Mariya Yuryevna Trubach (Марыя Юр'еўна Трубач; Мария Юрьевна Трубач, born November 11, 1999, in Vitebsk, Belarus) is a Belarusian individual rhythmic gymnast. She is the 2014 Youth Olympic all-around silver medalist and two-time (2013, 2014) Junior National champion.

== Personal life ==
Trubach was inspired to take up rhythmic gymnastics after watching Inna Zhukova in television, which she then asked her mother to take her to a gymnastics class.

== Career ==

=== Junior ===
Trubach began appearing in international competitions in 2011. In 2013 season, Trubach competed in the junior division of the World Cup and Grand Prix series.
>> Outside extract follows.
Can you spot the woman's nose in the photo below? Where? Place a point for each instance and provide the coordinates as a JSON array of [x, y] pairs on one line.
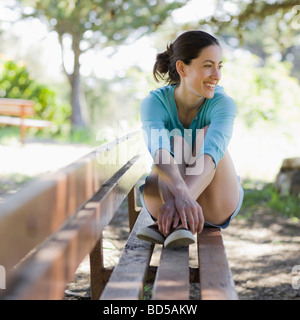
[[216, 74]]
She won the all-around bronze at the 2014 Moscow Grand Prix, following her placement she earned a qualification for Belarus to compete for the Youth Olympic Games. Trubach competed in the World Cup series in Lisbon winning gold in clubs, 2 silver (hoop, ribbon). On June 10–16, 2014, Trubach competed at the 2014 European Junior Championships and together with teammates (Anastasiya Rybakova, and Stefaniya-Sofiya Manakhava) won Belarus the Team silver medal. She qualified to 2 event finals taking silver medal in ball and clubs. Trubach then competed at the Junior World Cup in Sofia where she won the all-around bronze medal behind Russian Veronika Polyakova. Trubach was selected as the representative of Belarus at the 2014 Youth Olympic Games in Nanjing, China, she went on to take the all-around silver medal in the finals ahead of America's Laura Zeng. On October 17–19, Trubach traveled in Tokyo for the 2014 Aeon Cup, representing team Dinamo club (together with senior teammates Melitina Staniouta and Katsiaryna Halkina) won the team silver. She won the All-around silver medal behind Russia's Veronika Polyakova. Trubach won the all-around gold at the 2014 Grand Prix Brno.

=== Senior ===
In 2016 Season, Trubach made her senior international debut at the L.A. Lights. Trubach finished 5th in all-around at the 2016 Corbeil-Essonnes International Tournament. In 2017, Trubach competed at the 2017 Corbeil-Essonnes Tournament finishing 7th in all-around and qualified to 3 apparatus finals. On June 23–25, Trubach competed at the International Tournament of Holon finishing 4th in the all-around behind Kateryna Lutsenko. On August 27–29, Trubach competed at the 2017 Summer Universiade where she finished 5th in the all-around behind Kateryna Lutsenko, she qualified in 3 apparatus finals and won a bronze medal in ball, finished 4th in clubs, and 5th in hoop.

After her retirement Trubach works as a coach at Burlo Gymnastics in California.